Applicability to a job is nice, but it is a goal, not a cause. Switching to
new teaching standards such as New Math or Common Core is also a goal; they
are selected with the hope that students will learn important, modern methods
instead the techniques we _used_ to use.

The problem is that goals don't matter if most people don't actually reach
them, and we shouldn't _expect_ people to reach any of these goals when
many[1] of the _teachers_ are just as unprepared.

The article discusses one approach to fixing this, that seems to have had some
success in Japan, where teachers have a far lighter workload, and are given
paid time to research _methods of teaching_ and opportunity experimentally try
them, and far more opportunities to continue their own education and learn the
from other teachers. This means a few months every year, not a weekend
conference once a year. There are probably a variety of ways to solve this
problem, but any proposal needs to address teacher ability first[2].

[1] Note: this is about elementary level teaching, and "many" != "all".

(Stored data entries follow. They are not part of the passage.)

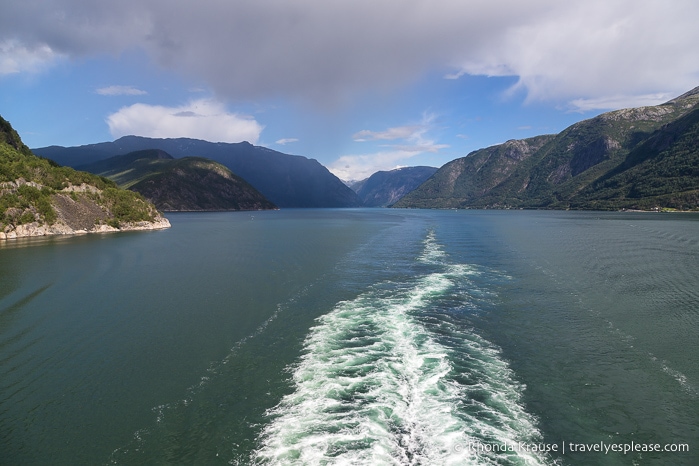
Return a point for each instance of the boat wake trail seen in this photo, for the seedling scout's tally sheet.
(396, 376)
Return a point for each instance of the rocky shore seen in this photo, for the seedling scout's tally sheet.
(61, 228)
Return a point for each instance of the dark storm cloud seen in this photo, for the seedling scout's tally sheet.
(327, 51)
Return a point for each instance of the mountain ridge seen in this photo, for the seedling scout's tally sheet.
(561, 171)
(184, 184)
(286, 180)
(38, 197)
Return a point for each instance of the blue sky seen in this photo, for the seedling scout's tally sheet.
(358, 85)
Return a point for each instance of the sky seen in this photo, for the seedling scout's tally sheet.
(359, 85)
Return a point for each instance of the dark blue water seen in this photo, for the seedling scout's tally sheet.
(355, 337)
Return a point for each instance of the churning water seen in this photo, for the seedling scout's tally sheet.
(355, 337)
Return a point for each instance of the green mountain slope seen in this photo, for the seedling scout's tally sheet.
(187, 184)
(581, 167)
(38, 197)
(286, 180)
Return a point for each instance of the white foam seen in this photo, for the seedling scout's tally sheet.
(374, 386)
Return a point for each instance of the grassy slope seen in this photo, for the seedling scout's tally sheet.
(29, 186)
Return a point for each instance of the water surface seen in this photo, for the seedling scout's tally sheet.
(353, 337)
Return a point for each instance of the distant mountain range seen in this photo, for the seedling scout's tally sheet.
(384, 188)
(186, 184)
(286, 180)
(38, 197)
(641, 158)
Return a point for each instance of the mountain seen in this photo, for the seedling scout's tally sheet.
(38, 197)
(186, 184)
(286, 180)
(638, 158)
(384, 188)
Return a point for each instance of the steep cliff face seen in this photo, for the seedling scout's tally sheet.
(575, 168)
(385, 188)
(38, 197)
(286, 180)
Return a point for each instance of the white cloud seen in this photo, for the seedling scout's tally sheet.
(328, 52)
(199, 119)
(411, 140)
(359, 167)
(119, 90)
(618, 101)
(285, 141)
(400, 132)
(18, 58)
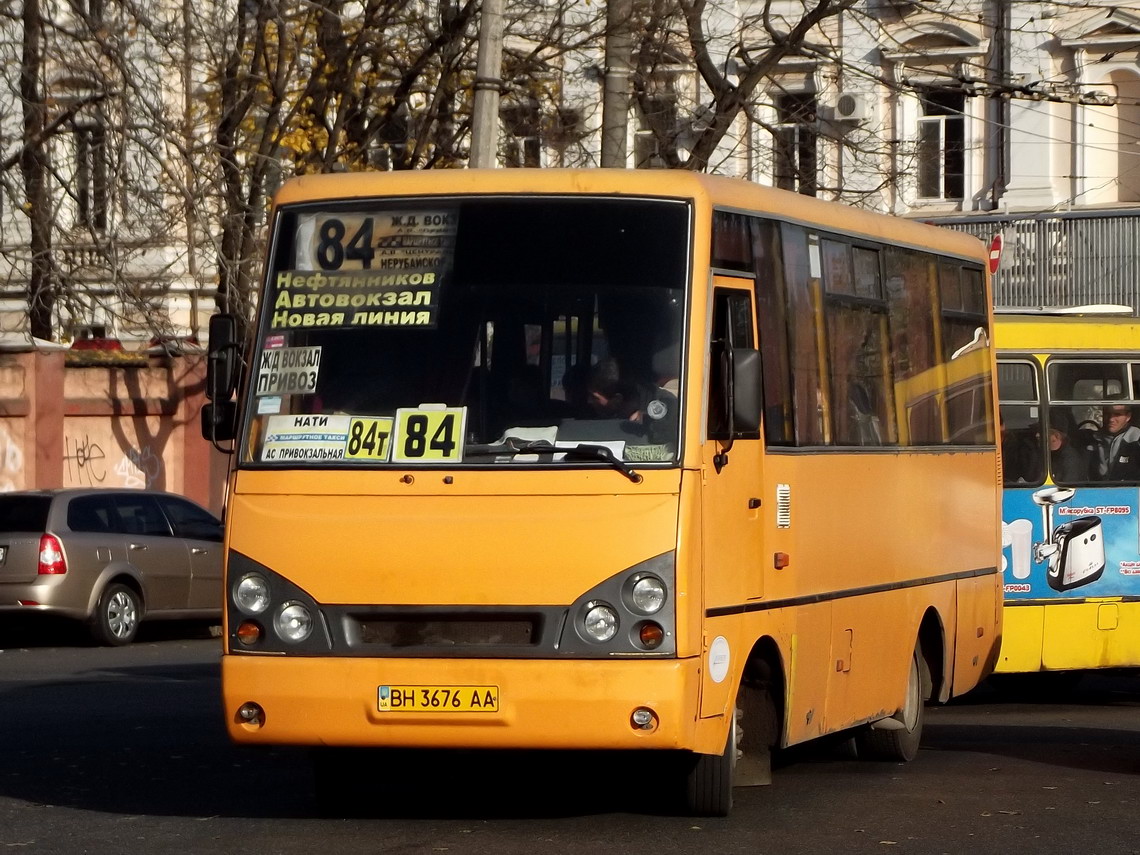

[2] As Chevalier discusses, the availability of massive amounts of educational
opportunities on the internet might be changing the entire concept of "getting
an education".

------
whoopdedo
I think there's a feedback mechanism in effect. The people who benefit the
most from the way schools work become the leaders who decide how schools
should work. To their perception, the education provided is perfectly adequate
for preparing students. So if you don't succeed in a career after going
through the school system, it must be something you did wrong.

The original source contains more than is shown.